According to Charm.io, which tracks performance metrics for every DTC brand online and on TikTok Shop, the platform generated $10.2 billion in global beauty sales in 2025, up from $0.2 billion when it launched in 2022.
That is a CAGR of 271%, a number that belongs in a different category from almost anything else happening in retail.
To put it in context: TikTok Shop is now roughly half the size of Sephora globally, and 18% smaller than Ulta. In the US alone, it generated $2.7bn in beauty revenue which would represent more than 20% of Ulta’s domestic sales. A platform that did not exist three years ago has inserted itself into the top tier of specialty beauty retail.

According to Charm.io skincare led the categories with nearly $596m in US sales in 2025, followed closely by makeup at $562m and fragrance at $400m. What is striking is not the product mix but the mechanism: discovery, consideration and purchase now collapse into a single moment a consumer sees a product for the first time, gets sold by a creator, and checks out without ever leaving the app. That is a structurally different motion from driving traffic to a website or a store.
The traditional retailers have noticed. Ulta Beauty launched a storefront on TikTok Shop in March 2026, becoming the first major beauty retailer to do so, while Sally Beauty announced it would follow. TikTok Shop logged more than 103 billion US searches with e-commerce intent in 2025, and there are now 71.4 million active social shoppers on the platform in the US alone, up 24.5% year-on-year according to Forbes.

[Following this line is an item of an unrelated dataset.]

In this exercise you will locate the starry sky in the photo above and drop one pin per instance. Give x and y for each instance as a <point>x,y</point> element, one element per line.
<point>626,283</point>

The growth is also rewriting brand hierarchies. Korean brands like Medicube built $90m+ businesses in the US almost entirely through TikTok, while legacy names with decades of retail distribution are scrambling to find the right creator strategy. TD Cowen projects TikTok Shop’s share of the US beauty market will triple between 2024 and 2030, by which point the question will not be whether brands need a TikTok strategy, but whether they can afford to have distribution anywhere else first.
I reckon the slope of that curve should convince the few minds that still think of social commerce as a secondary channel.